La remarque décontenança un peu plus Horwood. Depuis son arrivée, la jeune femme ne semblait impressionnée par rien, ni par la série de vols ahurissants, ni même par la rencontre avec le boss de Karen.
— Tu vas y prendre goût ? Vraiment ?
— Pourquoi bouder mon plaisir ? Être consultante sur ces affaires me change de la routine de Cluny. Franchement, j'adore mon poste. J'ai la chance de voyager, j'étudie des pièces de premier ordre et je rencontre des gens passionnants, mais prendre un peu le large me fait du bien.
Ben faillit lui répondre que lui regrettait la routine de son emploi. Il hésita même à lui confier que toutes ces histoires commençaient à l'inquiéter. Mais il préféra se taire pour ne pas ajouter une pierre de plus à sa statue de clown.
20
Ben ne s'éternisa pas sous la douche et prit bien soin de fermer son peignoir en quittant la salle de bains. Prudent, il passa la tête dans le salon avant d'aller s'habiller, afin de s'assurer que personne ne s'y était embusqué pour le surprendre.

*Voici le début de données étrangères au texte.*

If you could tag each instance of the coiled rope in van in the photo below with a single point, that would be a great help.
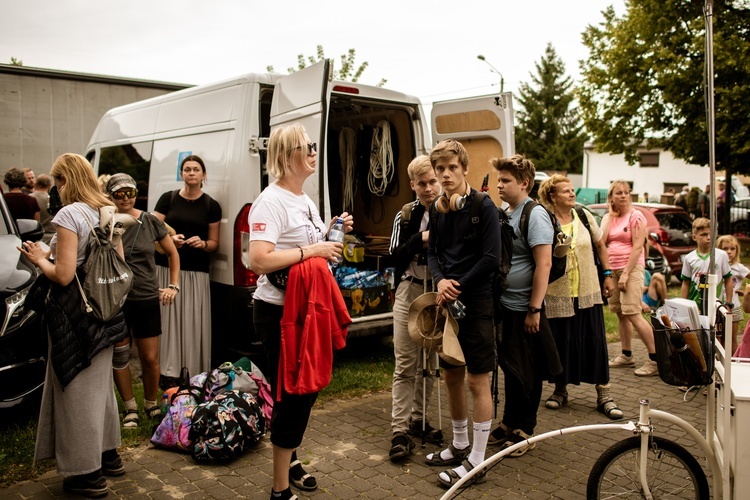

Devant sa maigre réserve de vêtements propres, pour la première fois depuis bien longtemps, il prit le temps de s'interroger sur ce qu'il allait mettre. Cette fois, pas question d'attraper ce qui se présentait sur le haut de la pile sans réfléchir. Il opta pour une chemise apportée par Karen.
Coiffé, rasé de près, il vérifia son allure dans le miroir du salon. L'idée n'était pas de se rassurer, encore moins de s'admirer, mais plutôt d'éviter le pire, comme lorsqu'il s'était présenté à son premier rendez-vous avec le conseil de direction du British Museum, l'étiquette de sa veste neuve encore suspendue à sa manche. Personne n'avait retenu un seul de ses propos, mais chacun de ceux devenus depuis ses collègues se souvenait encore de sa dégaine et ils le charriaient régulièrement. Toujours retirer les étiquettes pour éviter de s'en faire coller une…
Ayant rectifié son col, Ben se consacra au pan de mur du salon dont il avait pris possession. Sur une immense carte du monde occupant presque toute la surface, il avait punaisé des petites fiches pour localiser et synthétiser chaque affaire d'un seul coup d'œil. Chacun des bristols consignait la nature du ou des objets dérobés, la date du forfait, le nombre éventuel des victimes et quelques annotations personnelles. La fiche concernant les pages manquantes du Splendor Solis ne comportait pas de date, mais un gros point d'interrogation.